Qualitatively speaking, the JPNese navy, forget the 'Self Defense' label, is higher than the PLAN. The JPNese navy have been keeping up with US on the technology front for as long as the alliance have been around.
Ever since the Izumo's construction, experts both in and outside Japan have pointed out the possibility of turning it into a full-fledged aircraft carrier.
However, the Defense Ministry publicly denied any plan to deploy fighter jets with strike capabilities on the Izumo and contended that it was not an aircraft carrier.
The ministry has since done an abrupt about-face and now is mulling the possibility of refitting the vessel into an aircraft carrier.

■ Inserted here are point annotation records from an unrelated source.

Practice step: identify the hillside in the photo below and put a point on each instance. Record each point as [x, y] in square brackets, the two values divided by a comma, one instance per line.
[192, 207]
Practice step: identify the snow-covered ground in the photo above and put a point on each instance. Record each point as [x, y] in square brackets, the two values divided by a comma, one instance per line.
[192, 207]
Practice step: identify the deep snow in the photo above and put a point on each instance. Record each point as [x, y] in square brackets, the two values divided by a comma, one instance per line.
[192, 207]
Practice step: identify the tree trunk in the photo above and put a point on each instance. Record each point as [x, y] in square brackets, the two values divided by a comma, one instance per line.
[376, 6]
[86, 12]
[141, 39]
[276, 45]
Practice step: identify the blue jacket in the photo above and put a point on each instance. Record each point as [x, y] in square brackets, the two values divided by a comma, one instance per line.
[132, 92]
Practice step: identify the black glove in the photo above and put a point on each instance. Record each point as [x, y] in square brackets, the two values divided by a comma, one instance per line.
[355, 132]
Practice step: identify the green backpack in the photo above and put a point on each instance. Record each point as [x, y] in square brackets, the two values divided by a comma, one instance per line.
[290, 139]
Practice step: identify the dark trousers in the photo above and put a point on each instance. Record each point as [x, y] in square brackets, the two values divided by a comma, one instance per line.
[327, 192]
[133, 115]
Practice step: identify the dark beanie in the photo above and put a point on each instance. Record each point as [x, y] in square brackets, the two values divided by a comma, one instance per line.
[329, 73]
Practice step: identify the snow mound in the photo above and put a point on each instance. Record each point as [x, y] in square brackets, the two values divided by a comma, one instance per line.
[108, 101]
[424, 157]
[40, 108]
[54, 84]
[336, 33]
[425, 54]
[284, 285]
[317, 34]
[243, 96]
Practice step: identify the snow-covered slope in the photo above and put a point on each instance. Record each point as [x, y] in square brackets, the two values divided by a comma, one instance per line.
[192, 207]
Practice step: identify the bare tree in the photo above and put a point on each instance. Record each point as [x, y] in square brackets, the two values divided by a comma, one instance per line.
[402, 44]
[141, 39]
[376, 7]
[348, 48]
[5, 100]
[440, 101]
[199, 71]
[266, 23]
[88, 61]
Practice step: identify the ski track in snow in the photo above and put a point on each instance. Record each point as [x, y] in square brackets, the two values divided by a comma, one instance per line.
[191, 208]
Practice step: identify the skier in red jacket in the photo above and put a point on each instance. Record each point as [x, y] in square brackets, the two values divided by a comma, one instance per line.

Of course the Defense will publicly deny the Izumo was designed as a full fledged 'aircraft carrier'. But the technical aspects of the ship and the experience of observers cannot be denied of what the Izumo really is -- a genuine aircraft carrier. Putting on a ramp and reinforcing the deck for temperature rating is technologically easy for the JPNese, no matter how much JPN haters may bark about those two items.
Japan will be the strongest in the region (unless we count the Us Navy), in the future China could surpass them.
Even if China surpassed JPN in terms of naval power in the SCS, that does not mean JPN cannot be a military thorn and prickly enough to prevent the SCS from falling into China's hand.
Naval battles are not the same as land battles. Sailors do not fight each other like soldiers do. On the waters, who wins depends equally on technology as well as how good are the sailors know of their ships. You are deterred if you perceive the other side to be as good as you are.